Should the Private Sector Collaborate with Government to Strengthen Cybersecurity?
Earlier this year, U.S. President Barack Obama signed an Executive Order in response to a continued increase in data breaches and cyber attacks on American businesses and organizations. The Executive Order encourages and promotes the sharing of cybersecurity threat information within the private sector and between the private sector and the U.S. government through the creation of information sharing and analysis organizations (ISAOs).
Major private sector technology companies, including Google, Facebook, and Yahoo, have not been generally supportive of the Obama administration’s efforts to bolster cybersecurity. One of the biggest issues that has put the tech giants at odds with the government is the requirement for them to disclose personal consumer information. In order to maintain trust and keep their customers’ business, companies do not want to be seen as weak on protecting private information.
Tim Cook, CEO of Apple, was the only tech leader to attend Obama’s cybersecurity summit held at Stanford University in February, and he had strong words when it came to privacy.
“If those of us in positions of responsibility fail to do everything in our power to protect the right of privacy, we risk something far more valuable than money. We risk our way of life,” said Cook.
From a consumer perspective, there are also serious concerns about civil liberties as a result of a lack of details provided on consumer privacy protection.
“I really don’t see much in the way of specifics about the flow of information from the private sector to government,” said Gabe Rottman, legislative counsel for the American Civil Liberties Union (ACLU).
Privacy and civil liberties have become hot-button issues, especially in the wake of the revelations made by former National Security Agency (NSA) contractor Edward Snowden. Not surprisingly, the private sector and the general public have become far less trusting and far more skeptical of government agencies, especially the NSA, in light of Snowden’s disclosures.
To address the concerns raised by tech firms and civil liberties groups, the Executive Order states that all ISAOs will be expected to abide by a set of voluntary standards that will include protection of privacy. The Executive Order clearly states that “agencies collaborating with ISAOs under this order will coordinate their activities with their senior agency officials for privacy and civil liberties and ensure that appropriate protections for privacy and civil liberties are in place and are based upon the Fair Information Practice Principles.”
“Both businesses and consumers clearly stand to gain from closer collaboration between industry and government,” said Anatoly Kvitnitsky, Corporate Development Director at Trulioo. “For example, companies can share ‘watchlists’ containing information on cyber criminals with other companies and the government in order to quickly detect and prevent future attacks.”

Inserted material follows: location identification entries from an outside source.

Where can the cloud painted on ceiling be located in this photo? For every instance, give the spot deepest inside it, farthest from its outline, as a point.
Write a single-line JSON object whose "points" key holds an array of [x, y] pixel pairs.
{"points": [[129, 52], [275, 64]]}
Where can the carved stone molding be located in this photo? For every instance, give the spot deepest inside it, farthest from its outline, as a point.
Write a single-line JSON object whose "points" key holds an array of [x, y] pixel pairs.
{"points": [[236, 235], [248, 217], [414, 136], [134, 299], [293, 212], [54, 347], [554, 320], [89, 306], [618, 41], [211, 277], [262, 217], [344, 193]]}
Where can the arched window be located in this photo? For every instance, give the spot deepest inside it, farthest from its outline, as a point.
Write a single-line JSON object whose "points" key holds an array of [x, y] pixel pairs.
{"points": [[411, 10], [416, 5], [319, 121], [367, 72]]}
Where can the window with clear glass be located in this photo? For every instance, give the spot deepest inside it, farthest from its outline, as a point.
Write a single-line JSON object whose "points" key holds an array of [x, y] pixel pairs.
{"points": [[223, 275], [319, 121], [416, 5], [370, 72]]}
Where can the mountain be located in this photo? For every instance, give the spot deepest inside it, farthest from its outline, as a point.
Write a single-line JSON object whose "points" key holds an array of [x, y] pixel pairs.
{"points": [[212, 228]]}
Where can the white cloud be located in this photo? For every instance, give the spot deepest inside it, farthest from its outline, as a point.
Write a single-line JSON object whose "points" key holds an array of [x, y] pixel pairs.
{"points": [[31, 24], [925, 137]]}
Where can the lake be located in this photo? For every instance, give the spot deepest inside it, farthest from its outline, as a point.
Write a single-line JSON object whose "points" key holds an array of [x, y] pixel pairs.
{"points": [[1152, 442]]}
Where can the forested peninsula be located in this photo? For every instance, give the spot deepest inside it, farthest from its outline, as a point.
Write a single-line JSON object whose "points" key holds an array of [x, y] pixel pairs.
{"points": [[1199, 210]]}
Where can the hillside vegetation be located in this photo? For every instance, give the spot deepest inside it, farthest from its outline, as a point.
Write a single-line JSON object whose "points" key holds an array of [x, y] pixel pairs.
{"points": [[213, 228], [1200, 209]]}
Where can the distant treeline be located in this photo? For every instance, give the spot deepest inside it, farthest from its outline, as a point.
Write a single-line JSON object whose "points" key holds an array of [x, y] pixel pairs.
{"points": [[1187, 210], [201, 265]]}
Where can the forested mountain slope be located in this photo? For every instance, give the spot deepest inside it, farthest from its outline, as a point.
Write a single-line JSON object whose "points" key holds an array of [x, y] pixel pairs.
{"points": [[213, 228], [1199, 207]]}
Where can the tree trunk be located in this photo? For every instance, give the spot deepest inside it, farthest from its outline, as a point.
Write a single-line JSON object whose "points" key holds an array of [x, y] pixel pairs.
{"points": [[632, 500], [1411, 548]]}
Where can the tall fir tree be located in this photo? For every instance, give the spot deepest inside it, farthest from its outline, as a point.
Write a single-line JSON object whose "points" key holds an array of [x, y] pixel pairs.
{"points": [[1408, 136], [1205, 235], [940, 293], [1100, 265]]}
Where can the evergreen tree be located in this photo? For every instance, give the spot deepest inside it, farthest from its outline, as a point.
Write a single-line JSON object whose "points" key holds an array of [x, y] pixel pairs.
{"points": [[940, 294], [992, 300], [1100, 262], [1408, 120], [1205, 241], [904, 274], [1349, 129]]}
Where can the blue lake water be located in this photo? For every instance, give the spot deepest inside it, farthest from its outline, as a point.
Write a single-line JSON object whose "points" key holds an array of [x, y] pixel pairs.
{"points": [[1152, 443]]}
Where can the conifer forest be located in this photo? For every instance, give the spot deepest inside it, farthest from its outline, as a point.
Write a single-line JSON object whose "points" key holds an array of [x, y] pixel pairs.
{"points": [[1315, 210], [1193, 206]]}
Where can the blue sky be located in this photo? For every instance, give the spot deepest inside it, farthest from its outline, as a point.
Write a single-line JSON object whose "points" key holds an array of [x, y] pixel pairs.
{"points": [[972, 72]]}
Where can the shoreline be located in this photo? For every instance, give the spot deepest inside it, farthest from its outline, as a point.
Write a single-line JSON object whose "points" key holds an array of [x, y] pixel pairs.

Kvitnitsky believes that by sharing relevant cyber threat information quickly with those under attack as well as those that are investigating and defending against attacks, security gaps can be closed sooner and damage from data breaches can be mitigated. Companies will lose less money to fraud, and consumers’ personal information will be better protected from identity theft.
“We take consumer privacy very seriously and would never compromise civil liberties of citizens,” said Kvitnitsky. “The goal is to join forces with other private sector companies and leverage shared information to combat cybercriminals who understand the vulnerabilities of our current security system and take advantage of our reluctance to collaborate with one another.”
Jeff Zients, director of the White House National Economic Council, told reporters, “Cybersecurity is not just a cost of doing business. It’s the cost of staying in business.”
Without a doubt, decisive action must be taken in order to address the growing problem of cybercrime, not only in the United States, but globally. Perhaps the ISAO model can be used to promote and encourage international cooperation between private and public sectors. Cybersecurity is not just a domestic issue, but one that goes beyond borders, since cyber attacks frequently originate from foreign countries.
What do you think about President Obama’s Executive Order? How should we approach this issue at hand?